Erstens fragen wir nach der materiellen Basis all der Geräte und Infrastrukturen vom Smartphone bis zum Serverpark, die den virtuellen und immateriell erscheinenden digitalen Anwendungen zugrunde liegen. Lassen sich durch den Ersatz physischer Produkte Material und Treibhausgasemissionen einsparen – etwa, wenn wir Bücher auf einem E-Book-Reader lesen oder Filme streamen, statt uns ein Taschenbuch oder eine DVD zu leihen oder zu kaufen? Wir werden zeigen, dass ein Vergleich der Ökobilanzen digitaler und konventioneller ›analoger‹ Dienstleistungen oft keine signifikanten Unterschiede zeigt. Spannend ist allerdings die Frage, wie sich die Bilanz verändert, wenn Rebound-Effekte einberechnet werden.
Zweitens gehen wir der Frage nach, wie die Digitalisierung dabei helfen kann, bei der Herstellung von Strom und Wärme in Zukunft vollständig auf Kohle, Öl und Gas zu verzichten und eine stabile Versorgung aus erneuerbaren Energieträgern sicherzustellen. Hier zeigt sich, dass die großen ökologischen und sozialen Chancen eines dezentralen, demokratischen Energiesystems erst mithilfe der Digitalisierung genutzt werden können. Eine der zentralen Herausforderungen besteht hier im Schutz der Privatsphäre, den es durch entsprechende Maßnahmen sicherzustellen gilt.
Das dritte große Feld, dem wir uns zuwenden, ist unser Konsum. Einerseits beleuchten wir, welche Chancen sich für nachhaltige Konsumweisen auftun, etwa für Sharing, ›Do it yourself‹ oder den Verzicht auf Neukauf. Andererseits werden wir zeigen, wie Digitalisierung durch personalisierte Werbung und omnipräsente Shoppingoptionen dazu beiträgt, das bestehende, hohe Konsumniveau noch weiter zu steigern.
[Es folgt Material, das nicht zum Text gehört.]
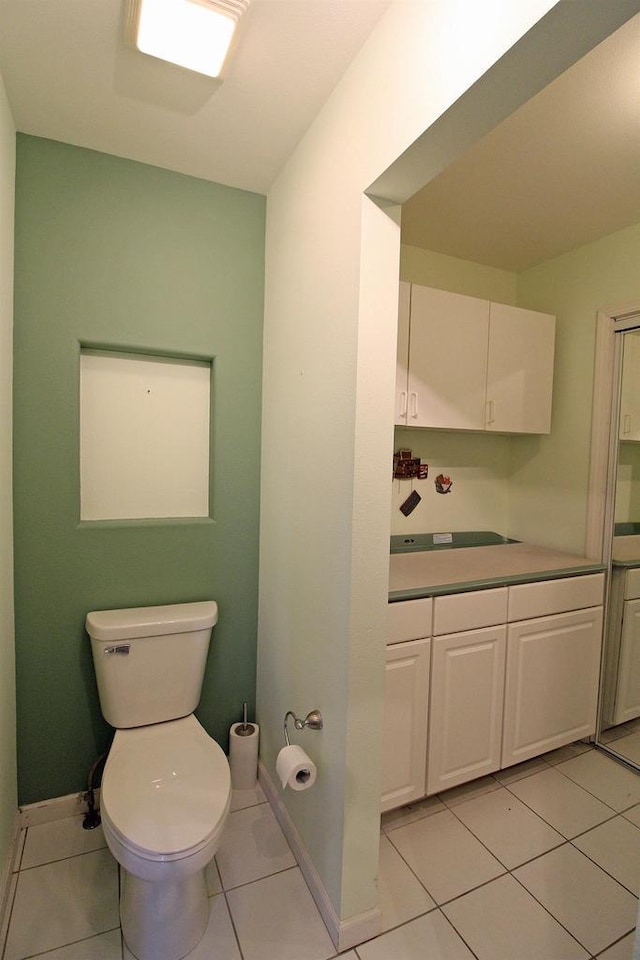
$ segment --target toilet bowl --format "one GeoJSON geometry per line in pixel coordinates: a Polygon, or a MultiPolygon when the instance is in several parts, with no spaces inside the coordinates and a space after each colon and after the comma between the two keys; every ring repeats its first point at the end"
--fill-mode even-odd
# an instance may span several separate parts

Verbunden mit steigendem Konsum ist viertens eine Zunahme des Verkehrs, die erst durch die Digitalisierung ermöglicht wird und durch selbstfahrende Privatautos auf die Spitze getrieben werden könnte. Wir zeigen aber auch, wie – richtig gelenkt – eine Digitalisierung des nutzungsgeteilten und öffentlichen Verkehrs enorme ökologische Potenziale für eine Verkehrswende birgt.
Fünftens blicken wir auf das produzierende Gewerbe, in dem die Digitalisierung im Konzept der Industrie 4.0 aufgeht. Wir beleuchten, welche Chancen für Material- und Energieeffizienzsteigerungen darin liegen, zeigen aber auch, wie neues Wachstum zu Rebound-Effekten führen und so Umweltentlastungen zunichtemachen könnte.
Selbstverständlich haben all diese Facetten der Digitalisierung nicht nur ökologische Auswirkungen. Genau die gleichen Entwicklungen beeinflussen, welche Arbeitsplätze entstehen und verloren gehen, wie sich die Einkommen (um-)verteilen und wer wirtschaftlich dabei gewinnt oder verliert. Diesen Fragen widmen wir uns in Kapitel 4. Zunächst also zu den ökologischen Auswirkungen der Digitalisierung. Wir beginnen mit den technischen Geräten, die aus unser aller Leben inzwischen kaum mehr wegzudenken sind: Smartphones, PCs, Tablets und mehr.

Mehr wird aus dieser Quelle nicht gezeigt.